After a big hit , the area that took the blow in no longer able to absorb impact to the degree it could when it was when new .
That area is now compromised .
Styrofoam is a loosely compressed material that has air pockets all around the main material . When it takes a hard hit , the material compresses much like a crumple zone in an automobile body . While it is compressing , it is also distributing the impact over a large portion you skull to lessen the affects of the hit . The larger area impact is distributed , the less damage to your brain (concussion) .
I myself have thrown out two helmets because they both took big hits to them :madman: <---(not this type of hit  
Even if the helmet does'nt show any cracks in it , don't think for a second that the fall you just took didn't harm the helmet , it most likely did .
The first one was a Canadian Tire Bell helmet . At the time I figured " oh , I know Bell , they make motorcycle helmets so this is all I need for Mtb'ing "
After I endo'ed with this helmet on , I had the biggest headache for the rest of the ride and actually into the night . Yepp , grade one concussion .
This is what lead me to buy a better helmet .
One other factor to watch with helmets is age . All manufactuers will tell you that you should replace your helmet after a certain number of years regardless of how much it cost or even if it has been involved in any crashes . This is probably the only downside of expensive helmets . The way I look at it is that if you paid $200 for a helmet and have to replace it after 5 years , you've paid $40 a year to protect your head properly .
You can't keep using any helmet forever . What really makes me feel ill is when I see someone using a helmet that is either older the rider or their bike .
The same can be said for hockey . If you see a player wearing a white helmet that is soo 
old , it has a yellowish tint to it ...  " ahh buddy , get a clue :nono: 

Unfortunately , most of us don't make proper decisions about protective gear until after we've hurt ourselves . Those of you that work in a bike store can attest to this .
How many times have you sold body armour to a rider who comes in after they took that big wipeout and came in with a big gash or raspberry some where on their body ?
==================================
SHIPPING : There is a real inconsistancy with what ANY courier charges . Just look at some of the examples in this thread alone . UPS is the worse :madmax: 
I once got a wheel set from the States shipped by Purolator . It came right to my door and yes it was quicker then mail but guess what I got a week later ???
An invoice for about $44 for brokerage , taxes and all that other **** that gets tacked on when you use couriers . My deal was still cheaper then buying local but it took a bigger chunk out of my savings .
This is why I ALWAYS try to get things shipped by mail .
Who needs the extra speed of a courier if it is in the middle of January ??
Don't pay extra for what you don't need .
Items shipped by mail also get over the border extra charges free aboiut 85% of the time .
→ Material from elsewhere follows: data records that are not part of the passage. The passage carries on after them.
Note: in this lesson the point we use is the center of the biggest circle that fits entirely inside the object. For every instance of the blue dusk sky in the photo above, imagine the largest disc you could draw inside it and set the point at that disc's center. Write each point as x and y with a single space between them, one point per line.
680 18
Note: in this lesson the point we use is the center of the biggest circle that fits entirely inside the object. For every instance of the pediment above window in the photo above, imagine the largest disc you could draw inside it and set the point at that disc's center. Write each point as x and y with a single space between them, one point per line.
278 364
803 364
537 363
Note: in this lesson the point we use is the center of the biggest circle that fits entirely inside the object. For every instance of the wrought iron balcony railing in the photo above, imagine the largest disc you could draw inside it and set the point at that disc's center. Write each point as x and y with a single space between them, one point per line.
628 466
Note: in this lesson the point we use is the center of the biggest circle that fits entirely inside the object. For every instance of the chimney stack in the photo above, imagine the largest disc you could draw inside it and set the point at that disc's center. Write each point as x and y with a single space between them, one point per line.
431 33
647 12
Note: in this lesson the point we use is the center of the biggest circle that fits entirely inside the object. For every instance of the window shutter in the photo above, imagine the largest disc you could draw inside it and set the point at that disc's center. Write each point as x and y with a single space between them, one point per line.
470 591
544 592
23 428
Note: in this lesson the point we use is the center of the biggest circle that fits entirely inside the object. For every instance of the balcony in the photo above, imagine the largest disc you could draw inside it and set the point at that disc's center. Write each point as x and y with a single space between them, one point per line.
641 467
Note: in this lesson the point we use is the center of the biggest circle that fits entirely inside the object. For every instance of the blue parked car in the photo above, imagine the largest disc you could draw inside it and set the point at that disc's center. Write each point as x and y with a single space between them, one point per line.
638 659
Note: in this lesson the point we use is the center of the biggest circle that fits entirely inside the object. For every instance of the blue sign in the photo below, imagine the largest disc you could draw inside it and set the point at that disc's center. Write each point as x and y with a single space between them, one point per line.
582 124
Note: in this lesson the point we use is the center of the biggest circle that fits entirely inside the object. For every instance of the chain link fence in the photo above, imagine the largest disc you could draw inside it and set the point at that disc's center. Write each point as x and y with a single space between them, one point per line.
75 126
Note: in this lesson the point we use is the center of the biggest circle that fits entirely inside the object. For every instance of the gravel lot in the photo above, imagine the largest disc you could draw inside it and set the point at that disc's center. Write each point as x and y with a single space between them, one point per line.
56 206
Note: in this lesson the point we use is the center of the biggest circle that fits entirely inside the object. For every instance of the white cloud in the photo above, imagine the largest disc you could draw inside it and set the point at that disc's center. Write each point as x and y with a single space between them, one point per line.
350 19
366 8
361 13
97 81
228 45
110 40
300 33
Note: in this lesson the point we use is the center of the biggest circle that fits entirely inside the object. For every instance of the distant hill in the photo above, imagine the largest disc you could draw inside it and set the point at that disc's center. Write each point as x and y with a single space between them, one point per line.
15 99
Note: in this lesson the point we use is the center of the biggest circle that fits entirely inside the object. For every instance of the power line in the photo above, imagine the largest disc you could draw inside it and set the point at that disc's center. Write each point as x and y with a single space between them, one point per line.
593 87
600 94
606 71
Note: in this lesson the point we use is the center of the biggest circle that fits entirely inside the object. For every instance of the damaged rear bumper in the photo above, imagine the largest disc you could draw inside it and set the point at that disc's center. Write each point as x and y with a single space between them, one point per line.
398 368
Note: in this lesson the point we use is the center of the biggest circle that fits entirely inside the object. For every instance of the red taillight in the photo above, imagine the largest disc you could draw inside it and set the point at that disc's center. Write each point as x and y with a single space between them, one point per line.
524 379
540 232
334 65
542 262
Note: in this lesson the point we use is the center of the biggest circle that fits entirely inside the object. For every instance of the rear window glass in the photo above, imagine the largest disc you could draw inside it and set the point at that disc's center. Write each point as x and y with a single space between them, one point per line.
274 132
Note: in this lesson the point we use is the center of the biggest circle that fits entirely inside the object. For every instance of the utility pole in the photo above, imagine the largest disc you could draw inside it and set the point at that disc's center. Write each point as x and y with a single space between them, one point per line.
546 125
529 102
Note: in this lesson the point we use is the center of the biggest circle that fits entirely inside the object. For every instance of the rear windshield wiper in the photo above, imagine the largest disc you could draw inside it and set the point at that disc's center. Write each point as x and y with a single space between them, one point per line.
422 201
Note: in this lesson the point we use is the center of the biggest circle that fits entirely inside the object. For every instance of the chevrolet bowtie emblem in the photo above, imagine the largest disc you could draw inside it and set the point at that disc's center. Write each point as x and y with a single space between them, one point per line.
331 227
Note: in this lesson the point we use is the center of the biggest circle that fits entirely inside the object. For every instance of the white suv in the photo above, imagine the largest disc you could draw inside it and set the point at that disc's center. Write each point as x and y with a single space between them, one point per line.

Sorry for the long post ..... carpul tunnel setting in ........ must stop now


----------



## -=phelan=- (Nov 11, 2006)

try ebay


----------



## pipes10 (Mar 11, 2007)

this place has helmets for 50% off....u may find one here....they still list original price so just cut the price u see in half

http://ramsays-online.com/


----------



## rkj__ (Feb 29, 2004)

ccaddy said:


> Helmets : Quick summary :
> 
> The material that absorbs the impact in all helmets is styrofoam . This material is basically there to absorb the impact of a one time BIG hit .


Right. I look at an expensive helmet, i see Styrofoam. I look at a cheap helmet, i see Styrofoam.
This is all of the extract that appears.